In cases where the system fails to retain its full functional capabilities through adaptation, the function can be gradually abated through so-called graceful degradation, thus ensuring that the system remains safe and stable. In autonomous vehicles, this approach guarantees the flawless execution of safety-critical functions such as staying in the lane, even when components such as a camera fail.
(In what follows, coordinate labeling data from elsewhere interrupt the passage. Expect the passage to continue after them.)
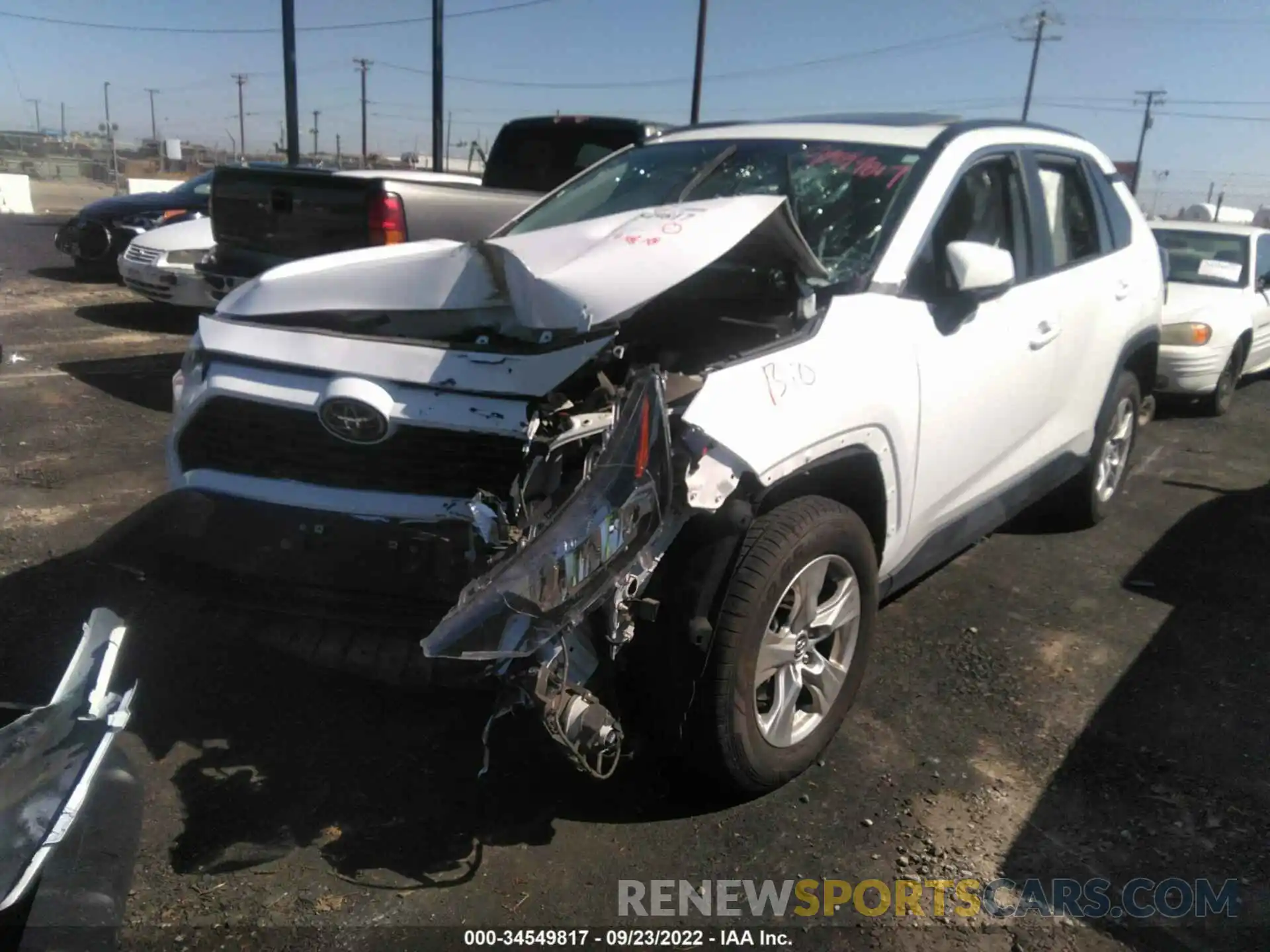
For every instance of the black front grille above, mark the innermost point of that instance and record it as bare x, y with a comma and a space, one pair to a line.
284, 444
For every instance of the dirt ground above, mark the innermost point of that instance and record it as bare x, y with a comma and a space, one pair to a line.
66, 197
1046, 706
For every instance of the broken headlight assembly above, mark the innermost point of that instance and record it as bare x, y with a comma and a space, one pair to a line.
1187, 334
192, 367
589, 551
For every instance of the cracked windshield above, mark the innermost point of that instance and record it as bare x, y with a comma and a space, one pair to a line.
663, 475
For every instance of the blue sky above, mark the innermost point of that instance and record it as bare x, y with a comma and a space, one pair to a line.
634, 58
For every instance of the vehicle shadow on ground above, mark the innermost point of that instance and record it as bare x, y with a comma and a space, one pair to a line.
70, 276
278, 757
382, 779
1171, 777
145, 381
143, 315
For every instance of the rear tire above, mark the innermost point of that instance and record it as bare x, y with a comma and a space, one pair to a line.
779, 684
1218, 403
1089, 498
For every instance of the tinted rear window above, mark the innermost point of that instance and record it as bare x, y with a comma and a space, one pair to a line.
1118, 216
541, 158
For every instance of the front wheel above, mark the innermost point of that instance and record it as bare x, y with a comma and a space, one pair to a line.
1090, 495
790, 645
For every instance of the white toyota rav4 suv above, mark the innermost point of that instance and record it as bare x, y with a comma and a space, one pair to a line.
653, 454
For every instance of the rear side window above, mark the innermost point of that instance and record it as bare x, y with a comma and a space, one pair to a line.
1264, 258
539, 158
1071, 220
1118, 216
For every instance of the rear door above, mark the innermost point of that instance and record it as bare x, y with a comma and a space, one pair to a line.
987, 371
1089, 276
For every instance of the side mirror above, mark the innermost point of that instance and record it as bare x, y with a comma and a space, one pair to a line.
981, 272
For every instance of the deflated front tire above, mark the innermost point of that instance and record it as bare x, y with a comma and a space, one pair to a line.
790, 645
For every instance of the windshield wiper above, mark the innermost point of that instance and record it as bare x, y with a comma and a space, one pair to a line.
706, 172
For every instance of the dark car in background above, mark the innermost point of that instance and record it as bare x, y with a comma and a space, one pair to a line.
102, 230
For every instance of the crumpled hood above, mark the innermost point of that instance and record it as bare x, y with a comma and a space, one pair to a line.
190, 235
572, 277
1188, 301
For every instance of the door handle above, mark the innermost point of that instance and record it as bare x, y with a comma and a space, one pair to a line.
1046, 334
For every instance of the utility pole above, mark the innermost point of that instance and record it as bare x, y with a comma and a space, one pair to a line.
154, 126
1155, 97
110, 132
240, 78
288, 80
701, 61
439, 84
1039, 20
1160, 182
450, 131
364, 65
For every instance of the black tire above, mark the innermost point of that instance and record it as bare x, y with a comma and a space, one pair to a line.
1083, 504
1218, 403
724, 727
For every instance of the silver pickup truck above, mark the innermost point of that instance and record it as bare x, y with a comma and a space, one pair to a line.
266, 218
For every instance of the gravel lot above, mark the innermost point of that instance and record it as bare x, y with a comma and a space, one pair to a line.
1048, 705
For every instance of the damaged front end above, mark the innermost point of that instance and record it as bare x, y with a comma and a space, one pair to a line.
570, 589
527, 397
50, 756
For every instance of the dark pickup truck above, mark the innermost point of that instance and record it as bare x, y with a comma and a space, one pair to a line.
265, 218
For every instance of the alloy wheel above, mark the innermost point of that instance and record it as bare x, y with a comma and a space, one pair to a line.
807, 651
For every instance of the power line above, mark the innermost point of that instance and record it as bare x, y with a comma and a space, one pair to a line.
737, 74
1166, 20
1057, 104
240, 31
1152, 95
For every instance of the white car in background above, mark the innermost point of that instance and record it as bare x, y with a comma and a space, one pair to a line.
160, 263
1217, 320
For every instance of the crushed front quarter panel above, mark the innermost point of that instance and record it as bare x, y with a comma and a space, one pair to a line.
50, 756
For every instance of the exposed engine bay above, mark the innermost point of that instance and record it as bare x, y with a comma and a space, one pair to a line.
601, 496
572, 470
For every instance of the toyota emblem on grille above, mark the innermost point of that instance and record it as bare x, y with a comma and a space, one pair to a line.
352, 420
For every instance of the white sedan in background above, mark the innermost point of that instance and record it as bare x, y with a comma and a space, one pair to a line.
1217, 319
160, 263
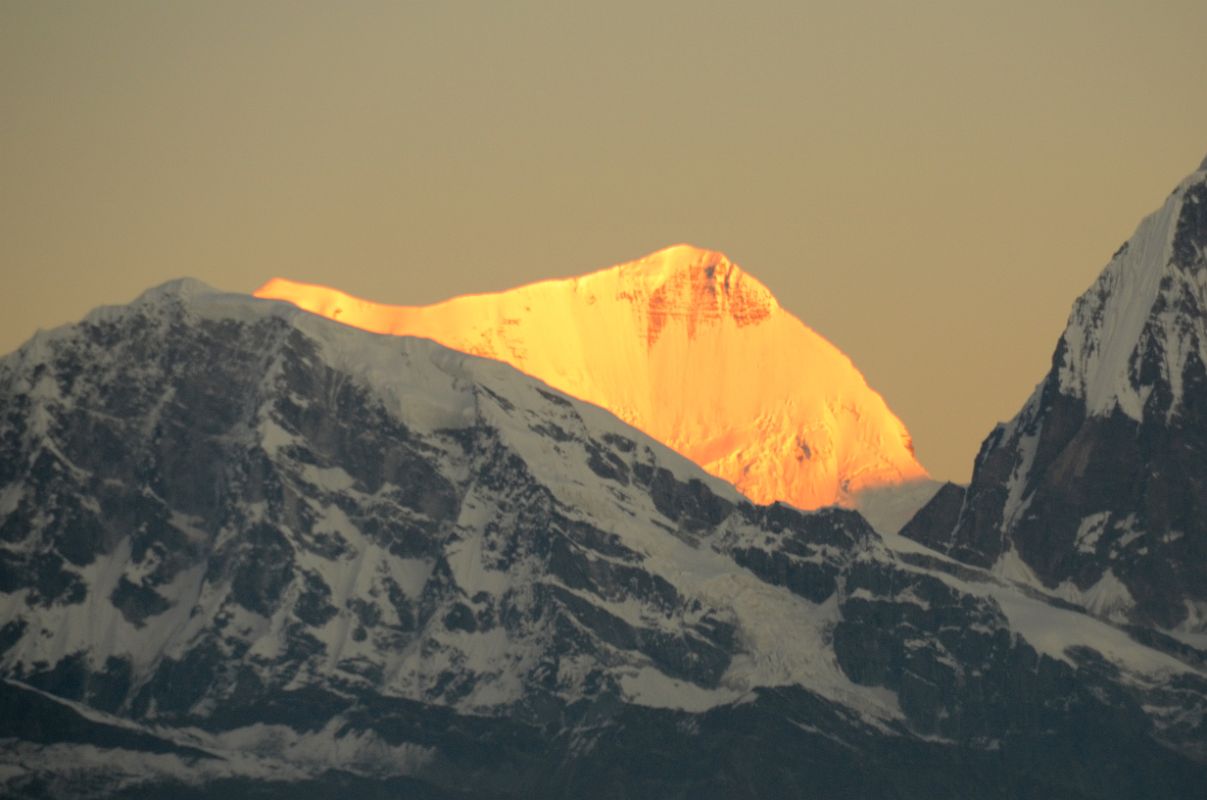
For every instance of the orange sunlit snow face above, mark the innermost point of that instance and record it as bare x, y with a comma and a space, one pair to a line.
687, 348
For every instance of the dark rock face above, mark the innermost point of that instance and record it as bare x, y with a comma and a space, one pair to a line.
1086, 488
244, 550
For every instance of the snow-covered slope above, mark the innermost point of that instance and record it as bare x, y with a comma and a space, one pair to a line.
683, 345
249, 550
1097, 490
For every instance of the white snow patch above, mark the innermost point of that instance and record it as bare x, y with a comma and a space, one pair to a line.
648, 687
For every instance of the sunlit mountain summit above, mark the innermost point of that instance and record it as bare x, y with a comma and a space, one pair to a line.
688, 348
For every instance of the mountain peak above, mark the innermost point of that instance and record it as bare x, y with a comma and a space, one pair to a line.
686, 346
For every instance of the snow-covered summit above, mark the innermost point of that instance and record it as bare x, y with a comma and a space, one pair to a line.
1142, 322
688, 348
1097, 489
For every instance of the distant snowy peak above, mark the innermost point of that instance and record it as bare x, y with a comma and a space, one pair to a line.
1097, 488
1142, 325
686, 346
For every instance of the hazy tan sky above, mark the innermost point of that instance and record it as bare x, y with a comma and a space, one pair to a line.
927, 184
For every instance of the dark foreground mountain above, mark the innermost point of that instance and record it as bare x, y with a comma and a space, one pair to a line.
1097, 490
248, 552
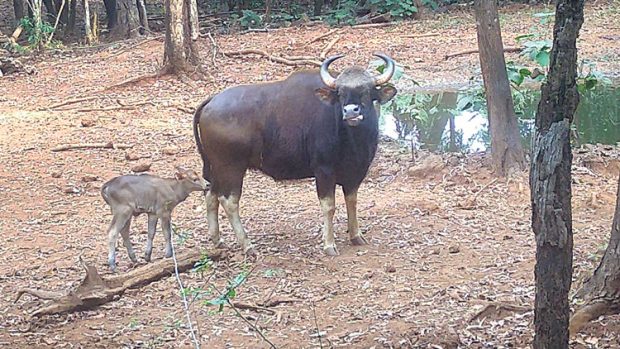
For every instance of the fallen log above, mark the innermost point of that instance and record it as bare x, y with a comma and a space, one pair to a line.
468, 52
108, 145
96, 290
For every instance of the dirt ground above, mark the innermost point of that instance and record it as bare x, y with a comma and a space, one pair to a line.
443, 245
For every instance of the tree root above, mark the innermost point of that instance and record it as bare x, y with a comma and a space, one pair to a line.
95, 290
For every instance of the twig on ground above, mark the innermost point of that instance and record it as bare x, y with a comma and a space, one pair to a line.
467, 52
73, 101
323, 36
328, 47
316, 324
185, 303
272, 58
120, 52
108, 145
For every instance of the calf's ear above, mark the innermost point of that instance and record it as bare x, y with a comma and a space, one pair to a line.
327, 95
385, 93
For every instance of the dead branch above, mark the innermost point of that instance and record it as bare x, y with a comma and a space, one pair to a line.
372, 25
120, 52
108, 145
132, 81
73, 101
272, 58
588, 313
95, 290
498, 311
328, 47
323, 36
417, 36
468, 52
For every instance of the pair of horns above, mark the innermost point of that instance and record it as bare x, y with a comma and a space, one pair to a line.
381, 79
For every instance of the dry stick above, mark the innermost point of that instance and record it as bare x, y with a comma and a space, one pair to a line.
120, 52
323, 36
467, 52
108, 145
316, 323
185, 304
73, 101
416, 36
62, 6
272, 58
328, 47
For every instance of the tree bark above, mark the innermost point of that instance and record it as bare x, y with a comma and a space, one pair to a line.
144, 21
602, 291
550, 181
180, 53
506, 149
20, 10
127, 20
110, 10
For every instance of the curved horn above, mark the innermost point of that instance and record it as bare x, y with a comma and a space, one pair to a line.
389, 70
327, 78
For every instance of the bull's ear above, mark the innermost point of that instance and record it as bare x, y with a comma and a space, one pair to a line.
327, 95
385, 93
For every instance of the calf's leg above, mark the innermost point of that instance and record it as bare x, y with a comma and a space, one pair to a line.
127, 241
355, 235
326, 188
118, 222
213, 206
149, 240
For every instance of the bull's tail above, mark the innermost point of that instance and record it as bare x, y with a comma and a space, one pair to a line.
201, 151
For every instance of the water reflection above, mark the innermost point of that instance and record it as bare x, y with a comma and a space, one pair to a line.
437, 121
Another aspect of making autonomous driving safer is so-called Car2X communication, which requires equipping the vehicles and infrastructure with sensors. The goal is to create a cooperative ecosystem for road traffic, in which infrastructure and position data can be shared via edge and cloud computing. Cooperative driving and Car2X communication thus increase the efficiency, safety and sustainability of the traffic system. In this area, the activities of the Fraunhofer Institute for Cognitive Systems IKS are focused on the dependability of the systems, which can be easily and effectively increased with infrastructure data since the infrastructure sensors have a better overview of the critical traffic points than the individual traffic participants. Technically speaking however, that means the infrastructure has to be viewed as another undependable source of sensors in the E2E architecture.